Un socio-poème ! Ce que j'entends par là : le film porte certes sur la poésie puisque son personnage principal, Anna, est une poétesse qui s'improvise dealeuse de drogue... Mais c'est aussi une exploration de Reykjavik par la voie de la poésie comme par celle de la société, lui faisant dire que son peuple est constitué de « p****ns de blonds aux yeux bleus » (sic) quand elle n'écrit pas.
Dans la vraie vie, Anna est une poétesse qu'on admire outre-mer pour ses lignes d'encre, et sur ses terres pour ses lignes de drogue. Pour ceux qui la connaissent, elle est une intime, ce qui crée une rupture violente entre la réalité et le poème qui n'est pas pour déplaire, surtout quand elle trouve son écho sous la forme des métaphores visuelles (la guitare) ou de la beauté de l'image (les paysages).
On s'ennuie un peu car l'histoire ne va pas vraiment quelque part, et l'on regrettera les personnages qui sont posés rapidement pour être abandonnés après un bout de chemin. On appréciera que le poème et la réalité s'inversent quand Anna est obnubilée par son téléphone, posant la profondeur de son hypocrisie involontaire tout comme l'absence de celle de ses textes. Mais le contraste est finalement assez peu productif, parce que alimenté par à-coups par le propos.
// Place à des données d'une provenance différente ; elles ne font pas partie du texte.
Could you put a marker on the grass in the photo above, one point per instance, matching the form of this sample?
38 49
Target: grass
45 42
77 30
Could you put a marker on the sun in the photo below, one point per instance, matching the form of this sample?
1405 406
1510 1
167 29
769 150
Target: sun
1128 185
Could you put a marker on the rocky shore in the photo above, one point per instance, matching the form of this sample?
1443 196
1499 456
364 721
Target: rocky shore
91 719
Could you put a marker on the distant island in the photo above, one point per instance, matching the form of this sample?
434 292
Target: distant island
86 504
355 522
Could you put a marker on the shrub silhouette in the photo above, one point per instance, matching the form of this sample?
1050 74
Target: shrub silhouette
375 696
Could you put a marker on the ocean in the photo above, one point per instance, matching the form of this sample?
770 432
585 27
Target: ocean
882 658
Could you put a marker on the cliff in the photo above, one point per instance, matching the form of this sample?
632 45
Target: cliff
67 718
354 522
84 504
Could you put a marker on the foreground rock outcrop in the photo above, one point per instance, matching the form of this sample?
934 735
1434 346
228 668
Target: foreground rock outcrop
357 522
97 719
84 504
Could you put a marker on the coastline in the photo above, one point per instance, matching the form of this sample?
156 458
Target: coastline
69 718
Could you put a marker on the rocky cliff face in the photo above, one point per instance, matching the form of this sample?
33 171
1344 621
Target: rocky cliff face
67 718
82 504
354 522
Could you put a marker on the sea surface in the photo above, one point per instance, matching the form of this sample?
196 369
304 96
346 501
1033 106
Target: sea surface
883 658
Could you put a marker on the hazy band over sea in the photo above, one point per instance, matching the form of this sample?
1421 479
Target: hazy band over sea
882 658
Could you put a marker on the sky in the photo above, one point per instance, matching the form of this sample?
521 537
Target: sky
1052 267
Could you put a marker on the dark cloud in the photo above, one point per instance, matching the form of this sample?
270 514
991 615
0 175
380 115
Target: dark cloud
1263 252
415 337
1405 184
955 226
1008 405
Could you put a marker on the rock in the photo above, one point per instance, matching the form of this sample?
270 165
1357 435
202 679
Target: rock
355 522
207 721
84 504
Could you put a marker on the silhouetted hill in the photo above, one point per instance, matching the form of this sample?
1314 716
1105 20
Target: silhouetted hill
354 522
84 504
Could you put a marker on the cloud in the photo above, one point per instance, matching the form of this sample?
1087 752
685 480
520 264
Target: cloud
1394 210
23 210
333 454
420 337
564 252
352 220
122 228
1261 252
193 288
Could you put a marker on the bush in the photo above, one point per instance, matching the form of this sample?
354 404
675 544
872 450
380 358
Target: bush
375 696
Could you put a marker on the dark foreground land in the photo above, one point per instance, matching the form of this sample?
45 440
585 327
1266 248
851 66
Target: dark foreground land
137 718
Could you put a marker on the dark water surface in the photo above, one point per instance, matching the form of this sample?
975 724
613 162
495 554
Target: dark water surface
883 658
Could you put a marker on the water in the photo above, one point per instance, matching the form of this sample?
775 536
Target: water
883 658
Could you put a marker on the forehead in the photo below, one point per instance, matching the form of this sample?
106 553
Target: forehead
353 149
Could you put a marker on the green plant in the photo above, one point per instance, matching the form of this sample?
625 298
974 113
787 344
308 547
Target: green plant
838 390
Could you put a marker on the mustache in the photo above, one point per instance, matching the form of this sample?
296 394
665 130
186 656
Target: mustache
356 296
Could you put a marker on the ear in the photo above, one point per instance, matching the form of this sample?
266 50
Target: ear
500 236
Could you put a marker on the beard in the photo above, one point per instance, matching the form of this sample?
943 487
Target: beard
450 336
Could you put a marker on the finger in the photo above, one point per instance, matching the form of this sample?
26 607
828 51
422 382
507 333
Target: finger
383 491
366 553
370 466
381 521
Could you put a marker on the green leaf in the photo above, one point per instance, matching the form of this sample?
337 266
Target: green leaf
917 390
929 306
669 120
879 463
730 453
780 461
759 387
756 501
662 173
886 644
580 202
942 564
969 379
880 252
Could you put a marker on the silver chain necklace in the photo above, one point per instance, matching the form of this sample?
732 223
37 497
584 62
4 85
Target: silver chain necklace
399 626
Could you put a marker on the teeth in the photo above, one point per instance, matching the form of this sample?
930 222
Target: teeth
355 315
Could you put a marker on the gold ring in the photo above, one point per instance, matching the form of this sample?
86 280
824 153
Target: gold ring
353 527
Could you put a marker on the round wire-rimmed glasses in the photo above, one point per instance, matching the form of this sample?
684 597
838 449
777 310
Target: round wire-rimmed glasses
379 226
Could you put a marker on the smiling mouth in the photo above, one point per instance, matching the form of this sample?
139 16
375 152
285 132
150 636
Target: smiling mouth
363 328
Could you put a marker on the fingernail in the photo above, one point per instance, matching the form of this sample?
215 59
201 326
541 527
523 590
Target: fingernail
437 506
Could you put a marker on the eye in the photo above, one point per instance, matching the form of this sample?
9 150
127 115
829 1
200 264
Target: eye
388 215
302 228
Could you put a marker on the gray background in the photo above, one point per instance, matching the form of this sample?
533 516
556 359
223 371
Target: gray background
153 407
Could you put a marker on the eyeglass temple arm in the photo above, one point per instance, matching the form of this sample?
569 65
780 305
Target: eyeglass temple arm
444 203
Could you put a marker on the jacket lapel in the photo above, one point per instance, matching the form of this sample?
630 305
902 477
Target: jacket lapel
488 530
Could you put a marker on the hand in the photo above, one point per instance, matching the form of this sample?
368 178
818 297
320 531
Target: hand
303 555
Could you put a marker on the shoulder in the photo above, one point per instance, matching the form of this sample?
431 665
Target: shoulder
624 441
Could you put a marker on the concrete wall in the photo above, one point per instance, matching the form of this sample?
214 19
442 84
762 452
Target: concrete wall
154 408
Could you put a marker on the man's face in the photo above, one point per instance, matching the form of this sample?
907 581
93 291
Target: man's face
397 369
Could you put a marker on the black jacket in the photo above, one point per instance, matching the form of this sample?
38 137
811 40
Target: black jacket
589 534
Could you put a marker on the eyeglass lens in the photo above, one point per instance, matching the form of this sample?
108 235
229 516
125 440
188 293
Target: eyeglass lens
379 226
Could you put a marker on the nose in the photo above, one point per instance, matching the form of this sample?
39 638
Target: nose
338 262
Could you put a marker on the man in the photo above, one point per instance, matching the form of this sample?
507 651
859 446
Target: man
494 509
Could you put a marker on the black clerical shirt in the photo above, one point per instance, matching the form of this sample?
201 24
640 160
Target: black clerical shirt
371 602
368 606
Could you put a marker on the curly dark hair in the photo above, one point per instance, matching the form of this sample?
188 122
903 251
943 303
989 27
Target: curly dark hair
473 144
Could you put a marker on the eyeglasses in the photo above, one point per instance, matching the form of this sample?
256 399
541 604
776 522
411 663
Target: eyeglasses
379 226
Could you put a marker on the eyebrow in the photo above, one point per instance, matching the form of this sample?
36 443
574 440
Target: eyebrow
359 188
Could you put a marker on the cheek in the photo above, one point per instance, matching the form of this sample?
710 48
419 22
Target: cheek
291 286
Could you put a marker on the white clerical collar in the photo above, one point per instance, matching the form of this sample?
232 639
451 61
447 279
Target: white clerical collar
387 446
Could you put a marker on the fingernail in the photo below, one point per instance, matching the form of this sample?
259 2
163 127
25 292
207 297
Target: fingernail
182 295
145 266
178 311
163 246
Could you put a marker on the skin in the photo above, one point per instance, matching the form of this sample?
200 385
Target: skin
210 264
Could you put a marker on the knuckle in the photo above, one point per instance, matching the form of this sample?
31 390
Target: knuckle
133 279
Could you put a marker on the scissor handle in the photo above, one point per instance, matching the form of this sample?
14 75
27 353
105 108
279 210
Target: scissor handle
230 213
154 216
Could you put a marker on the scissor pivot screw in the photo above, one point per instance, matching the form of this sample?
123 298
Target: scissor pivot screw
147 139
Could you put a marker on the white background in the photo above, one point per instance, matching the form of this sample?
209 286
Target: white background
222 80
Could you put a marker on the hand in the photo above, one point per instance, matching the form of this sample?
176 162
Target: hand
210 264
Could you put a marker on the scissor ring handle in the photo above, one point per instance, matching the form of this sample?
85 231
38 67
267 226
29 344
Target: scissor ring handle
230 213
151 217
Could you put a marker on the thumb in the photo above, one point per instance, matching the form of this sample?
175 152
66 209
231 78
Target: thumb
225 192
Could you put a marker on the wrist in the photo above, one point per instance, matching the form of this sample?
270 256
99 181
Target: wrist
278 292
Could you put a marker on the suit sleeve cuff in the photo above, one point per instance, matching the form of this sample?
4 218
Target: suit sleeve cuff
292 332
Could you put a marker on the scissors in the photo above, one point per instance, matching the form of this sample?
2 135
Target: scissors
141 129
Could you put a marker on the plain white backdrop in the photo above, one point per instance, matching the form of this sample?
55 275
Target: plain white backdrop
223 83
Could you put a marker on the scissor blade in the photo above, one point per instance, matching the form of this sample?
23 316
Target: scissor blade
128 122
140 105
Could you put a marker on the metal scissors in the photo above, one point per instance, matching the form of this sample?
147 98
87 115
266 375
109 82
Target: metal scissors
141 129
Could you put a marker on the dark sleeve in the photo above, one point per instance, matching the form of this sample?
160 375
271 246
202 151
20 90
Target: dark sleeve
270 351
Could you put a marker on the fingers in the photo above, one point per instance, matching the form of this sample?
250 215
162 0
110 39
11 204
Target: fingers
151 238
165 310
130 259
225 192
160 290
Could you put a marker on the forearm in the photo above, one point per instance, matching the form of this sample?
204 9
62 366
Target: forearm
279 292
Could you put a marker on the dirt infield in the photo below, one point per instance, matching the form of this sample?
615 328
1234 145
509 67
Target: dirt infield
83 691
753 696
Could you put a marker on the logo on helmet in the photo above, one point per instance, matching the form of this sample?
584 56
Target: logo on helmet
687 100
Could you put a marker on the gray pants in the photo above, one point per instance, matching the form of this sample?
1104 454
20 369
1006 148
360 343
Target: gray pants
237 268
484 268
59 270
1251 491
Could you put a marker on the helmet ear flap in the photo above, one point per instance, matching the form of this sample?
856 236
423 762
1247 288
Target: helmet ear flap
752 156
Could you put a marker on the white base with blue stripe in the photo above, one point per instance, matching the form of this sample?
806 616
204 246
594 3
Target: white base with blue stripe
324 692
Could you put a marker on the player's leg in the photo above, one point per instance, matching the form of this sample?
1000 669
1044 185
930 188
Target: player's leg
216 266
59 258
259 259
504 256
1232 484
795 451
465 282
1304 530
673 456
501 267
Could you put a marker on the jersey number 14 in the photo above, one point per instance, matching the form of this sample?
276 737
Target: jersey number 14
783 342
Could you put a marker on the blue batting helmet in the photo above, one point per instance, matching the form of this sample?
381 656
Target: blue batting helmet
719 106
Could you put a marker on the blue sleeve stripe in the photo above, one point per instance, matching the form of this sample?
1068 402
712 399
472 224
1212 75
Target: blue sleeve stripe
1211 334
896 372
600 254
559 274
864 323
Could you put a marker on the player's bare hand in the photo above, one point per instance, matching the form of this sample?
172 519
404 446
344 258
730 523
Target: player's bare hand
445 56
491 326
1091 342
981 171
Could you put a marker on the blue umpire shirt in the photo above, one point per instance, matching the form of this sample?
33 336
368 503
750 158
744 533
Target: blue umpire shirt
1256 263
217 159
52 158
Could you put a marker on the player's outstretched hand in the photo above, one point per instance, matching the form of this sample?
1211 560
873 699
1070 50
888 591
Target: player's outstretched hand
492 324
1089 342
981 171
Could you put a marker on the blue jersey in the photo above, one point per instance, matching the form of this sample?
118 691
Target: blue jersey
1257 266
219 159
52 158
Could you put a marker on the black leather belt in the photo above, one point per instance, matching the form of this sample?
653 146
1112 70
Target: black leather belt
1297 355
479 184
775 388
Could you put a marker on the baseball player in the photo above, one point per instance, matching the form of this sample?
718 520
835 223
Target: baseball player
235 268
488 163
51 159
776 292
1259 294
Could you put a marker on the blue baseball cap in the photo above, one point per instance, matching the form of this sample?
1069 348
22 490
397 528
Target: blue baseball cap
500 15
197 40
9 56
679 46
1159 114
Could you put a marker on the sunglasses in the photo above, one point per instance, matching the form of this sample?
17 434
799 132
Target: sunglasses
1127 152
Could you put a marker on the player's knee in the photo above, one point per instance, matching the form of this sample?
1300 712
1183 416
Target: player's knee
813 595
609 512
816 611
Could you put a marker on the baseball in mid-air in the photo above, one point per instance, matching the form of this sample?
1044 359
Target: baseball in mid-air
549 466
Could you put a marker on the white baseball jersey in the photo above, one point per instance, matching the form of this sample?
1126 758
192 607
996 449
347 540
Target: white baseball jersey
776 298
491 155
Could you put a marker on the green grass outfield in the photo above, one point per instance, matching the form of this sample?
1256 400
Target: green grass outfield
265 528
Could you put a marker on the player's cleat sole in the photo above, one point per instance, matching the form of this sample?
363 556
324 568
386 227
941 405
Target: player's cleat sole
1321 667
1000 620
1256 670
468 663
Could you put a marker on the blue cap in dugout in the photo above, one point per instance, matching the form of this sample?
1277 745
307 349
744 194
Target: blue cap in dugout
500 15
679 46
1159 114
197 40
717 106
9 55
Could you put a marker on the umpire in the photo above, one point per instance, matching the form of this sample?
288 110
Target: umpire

On a parfois l'impression que le film fonctionne pour le dit de dire des trucs, et même les choses qu'on y apprécie passent pour des faire-valoirs.
Un cahot majeur est enfin celui du design ; un acteur français, une actrice britannique, une langue anglaise bien présente, une mention de McDonald's et de Sigúr Ros pour faire rire les continentaux, et pouf : on a le parfait film d'exportation, rempli des promesses de s'envoler des côtes norroises pour plaire au monde entier. Je ne blâme pas l'opportunisme, si opportunisme il y a, mais le cas échéant, il transparaît trop.
Skapp Út n'est en fait une réussite que dans le regard qu'il pose, un peu contemplatif, à la frontière entre le matérialisme et l'idéalisme au sujet d'un Homme qui s'ennuie et se distrait de plaisirs simples. Mais les bonnes idées sont trop éparses et trop accentuées pour laisser croire à un franc succès de réalisation.